As I began looking through the soup for signs of the crossroad and slowing from the 20 miles per hour or so we’d been inching through the fog, I caught the first faint impression of the stop sign. I braked and slowed, preparing to make a stop long enough to hope opposing traffic could clear – if I could even see it.

As I had the truck and trailer almost at a full stop at the proper stopping spot by the stop sign, a genuine Volkswagen bus blasted past us on my left, I’m guessing at about 30 miles per hour. I had seen no headlights following me nor beside me. What I blurted out, almost shouting, as I waited for the sounds of a crash (which never came), was an epithet roughly describing a perforated cowpie.

We stopped for several seconds with the windows down, hoping to see if and when we would be safe to proceed. With no indication of anyone else so foolish as to be out driving, I pulled forward, hammering down and shifting through the lower gears as fast as the Cummins engine would pull us to the shift point of the next gear. I was hoping to avoid having the 70-plus feet of hay wagons behind me T-boned in the intersection. We made it home unscathed.

But not without another eye-opening experience. The fog thinned ever so slightly as we neared the next intersection. In the exact center of the crossroad, there sat a young man – on his haunches with his knees pulled up toward his chin. I’m guessing he was somewhere between 18 and 30 years old and dressed in only a sweatshirt over his jeans, no other coat. I didn’t notice him until I had deemed the crossroad as clear as it was going to appear and was hurrying across it like the previous crossing.

Advertisement

This was in the heyday of the citizens band (CB) radio craze. Almost all trucks had one, and most of the law enforcement cars also added a CB to the other radio gear. Mine was equivalent to the Cobra 29 radio. It hadn’t been “tuned up,” but I had a good antenna and decent range.

I called for any “law and order” who could hear me. I had a nice lady answer who sounded like she had a slightly more powerful “base station,” and from the background chatter, I think I had connected with either city or county dispatch.

I relayed what we’d just passed in the middle of the intersection. I heard the nice lady relay it over another radio to what sounded like an officer in a car. She clarified to the officer that the subject was not in a vehicle. As I “listened between the lines” to the chatter, it sounded like the local officer knew just who would be sitting in the middle of an intersection during the worst fog we’d seen for years.

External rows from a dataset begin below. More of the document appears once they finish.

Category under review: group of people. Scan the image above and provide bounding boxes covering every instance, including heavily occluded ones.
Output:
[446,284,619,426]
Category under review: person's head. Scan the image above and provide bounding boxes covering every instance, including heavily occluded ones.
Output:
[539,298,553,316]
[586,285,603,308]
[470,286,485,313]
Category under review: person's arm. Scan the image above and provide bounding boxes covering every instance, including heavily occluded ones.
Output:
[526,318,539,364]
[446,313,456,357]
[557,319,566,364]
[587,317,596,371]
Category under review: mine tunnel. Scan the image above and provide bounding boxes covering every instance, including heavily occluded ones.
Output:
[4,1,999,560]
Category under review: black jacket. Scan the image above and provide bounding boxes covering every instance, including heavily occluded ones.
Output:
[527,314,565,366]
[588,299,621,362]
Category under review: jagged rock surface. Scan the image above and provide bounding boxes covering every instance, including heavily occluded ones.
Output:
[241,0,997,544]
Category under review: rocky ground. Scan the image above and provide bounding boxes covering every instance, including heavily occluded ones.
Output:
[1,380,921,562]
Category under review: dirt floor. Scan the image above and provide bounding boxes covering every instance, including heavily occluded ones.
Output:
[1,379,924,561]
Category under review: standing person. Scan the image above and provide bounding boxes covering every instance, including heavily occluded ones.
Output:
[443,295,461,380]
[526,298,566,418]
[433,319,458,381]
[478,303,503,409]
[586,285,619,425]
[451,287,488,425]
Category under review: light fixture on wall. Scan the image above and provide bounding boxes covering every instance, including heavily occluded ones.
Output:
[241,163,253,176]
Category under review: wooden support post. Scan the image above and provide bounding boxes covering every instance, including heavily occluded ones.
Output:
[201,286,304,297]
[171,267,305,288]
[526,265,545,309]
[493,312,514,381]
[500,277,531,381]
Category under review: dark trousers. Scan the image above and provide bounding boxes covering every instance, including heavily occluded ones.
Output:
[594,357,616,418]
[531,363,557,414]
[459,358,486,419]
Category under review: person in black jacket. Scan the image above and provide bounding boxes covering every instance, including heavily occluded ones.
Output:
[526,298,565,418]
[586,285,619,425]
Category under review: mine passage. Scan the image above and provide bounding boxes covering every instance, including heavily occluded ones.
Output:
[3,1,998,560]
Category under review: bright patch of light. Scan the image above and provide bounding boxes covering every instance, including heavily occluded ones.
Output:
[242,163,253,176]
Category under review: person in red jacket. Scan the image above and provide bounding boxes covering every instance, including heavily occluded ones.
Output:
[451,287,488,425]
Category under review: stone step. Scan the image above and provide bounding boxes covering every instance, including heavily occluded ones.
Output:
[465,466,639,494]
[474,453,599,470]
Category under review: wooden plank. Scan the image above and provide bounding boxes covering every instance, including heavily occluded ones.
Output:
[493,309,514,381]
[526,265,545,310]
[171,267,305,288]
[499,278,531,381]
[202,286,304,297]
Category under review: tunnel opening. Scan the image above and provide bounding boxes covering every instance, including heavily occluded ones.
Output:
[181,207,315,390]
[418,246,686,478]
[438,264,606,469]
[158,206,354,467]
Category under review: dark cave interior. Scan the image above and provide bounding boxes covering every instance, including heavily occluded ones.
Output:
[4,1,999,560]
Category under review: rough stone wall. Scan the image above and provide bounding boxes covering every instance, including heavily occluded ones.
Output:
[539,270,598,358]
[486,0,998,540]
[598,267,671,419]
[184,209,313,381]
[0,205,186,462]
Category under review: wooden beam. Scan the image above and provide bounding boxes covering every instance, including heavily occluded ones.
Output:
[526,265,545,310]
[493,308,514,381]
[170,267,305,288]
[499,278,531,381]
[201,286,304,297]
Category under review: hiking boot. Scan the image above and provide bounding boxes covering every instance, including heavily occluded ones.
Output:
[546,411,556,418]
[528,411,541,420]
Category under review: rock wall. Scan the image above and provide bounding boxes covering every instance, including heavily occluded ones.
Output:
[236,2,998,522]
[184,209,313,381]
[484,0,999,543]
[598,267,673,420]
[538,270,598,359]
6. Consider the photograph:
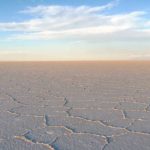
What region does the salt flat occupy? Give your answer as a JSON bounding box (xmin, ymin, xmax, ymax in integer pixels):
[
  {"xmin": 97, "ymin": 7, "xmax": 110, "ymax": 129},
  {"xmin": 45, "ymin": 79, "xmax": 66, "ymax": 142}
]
[{"xmin": 0, "ymin": 61, "xmax": 150, "ymax": 150}]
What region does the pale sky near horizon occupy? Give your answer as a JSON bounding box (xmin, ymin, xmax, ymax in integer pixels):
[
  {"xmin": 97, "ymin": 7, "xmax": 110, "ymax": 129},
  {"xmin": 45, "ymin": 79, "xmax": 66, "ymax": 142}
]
[{"xmin": 0, "ymin": 0, "xmax": 150, "ymax": 61}]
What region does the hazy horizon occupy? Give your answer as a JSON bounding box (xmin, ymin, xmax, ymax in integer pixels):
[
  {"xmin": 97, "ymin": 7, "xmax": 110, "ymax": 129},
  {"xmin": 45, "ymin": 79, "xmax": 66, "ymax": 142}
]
[{"xmin": 0, "ymin": 0, "xmax": 150, "ymax": 61}]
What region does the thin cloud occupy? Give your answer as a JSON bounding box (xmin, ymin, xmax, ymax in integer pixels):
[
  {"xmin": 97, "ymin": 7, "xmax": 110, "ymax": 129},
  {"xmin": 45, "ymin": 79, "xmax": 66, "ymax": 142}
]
[
  {"xmin": 20, "ymin": 0, "xmax": 119, "ymax": 15},
  {"xmin": 0, "ymin": 0, "xmax": 149, "ymax": 40}
]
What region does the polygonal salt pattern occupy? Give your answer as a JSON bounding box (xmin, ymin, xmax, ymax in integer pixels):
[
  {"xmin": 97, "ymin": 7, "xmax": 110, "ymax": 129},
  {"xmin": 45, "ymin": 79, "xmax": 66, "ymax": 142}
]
[{"xmin": 0, "ymin": 62, "xmax": 150, "ymax": 150}]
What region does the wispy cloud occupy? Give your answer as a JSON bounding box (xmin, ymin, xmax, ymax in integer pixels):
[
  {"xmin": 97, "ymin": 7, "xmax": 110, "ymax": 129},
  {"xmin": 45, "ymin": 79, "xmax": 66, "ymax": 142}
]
[
  {"xmin": 20, "ymin": 0, "xmax": 119, "ymax": 15},
  {"xmin": 0, "ymin": 0, "xmax": 149, "ymax": 40}
]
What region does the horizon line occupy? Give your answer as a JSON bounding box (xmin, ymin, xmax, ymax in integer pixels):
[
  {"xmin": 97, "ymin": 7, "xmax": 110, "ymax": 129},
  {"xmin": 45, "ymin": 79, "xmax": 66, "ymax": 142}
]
[{"xmin": 0, "ymin": 60, "xmax": 150, "ymax": 63}]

Nothing was mentioned of the incident in the local news, so I’m hopeful that whoever it was got successfully corralled back to safety.

My preferred combination for hay hauling was a truck and a full trailer. That gave me an advantage on ice and snow because I could put more weight on the axles that moved everything up the road.

Traveling toward Jordan Valley, Oregon, on a snowy winter day, I approached a sweeping curve ahead. Ahead of me was a set of doubles – a freight truck. As the doubles started into the curve, they slowed, and I thought, “This is not going to be fun.” It was a wide curve, and I could see no opposing traffic ahead. The curve was at the base of a hill, and I knew I’d need all the momentum I had to make it without spinning out. The curve was banked, and there was the very real possibility of sliding downhill into the other truck, so I held mine high on the left side, which was the upper side of the curve.

We made it around the slower truck without incident, and halfway up the hill the icy pavement became bare.

My brother, noticing my white knuckles and “uh-oh expression,” said, “You can breathe now!”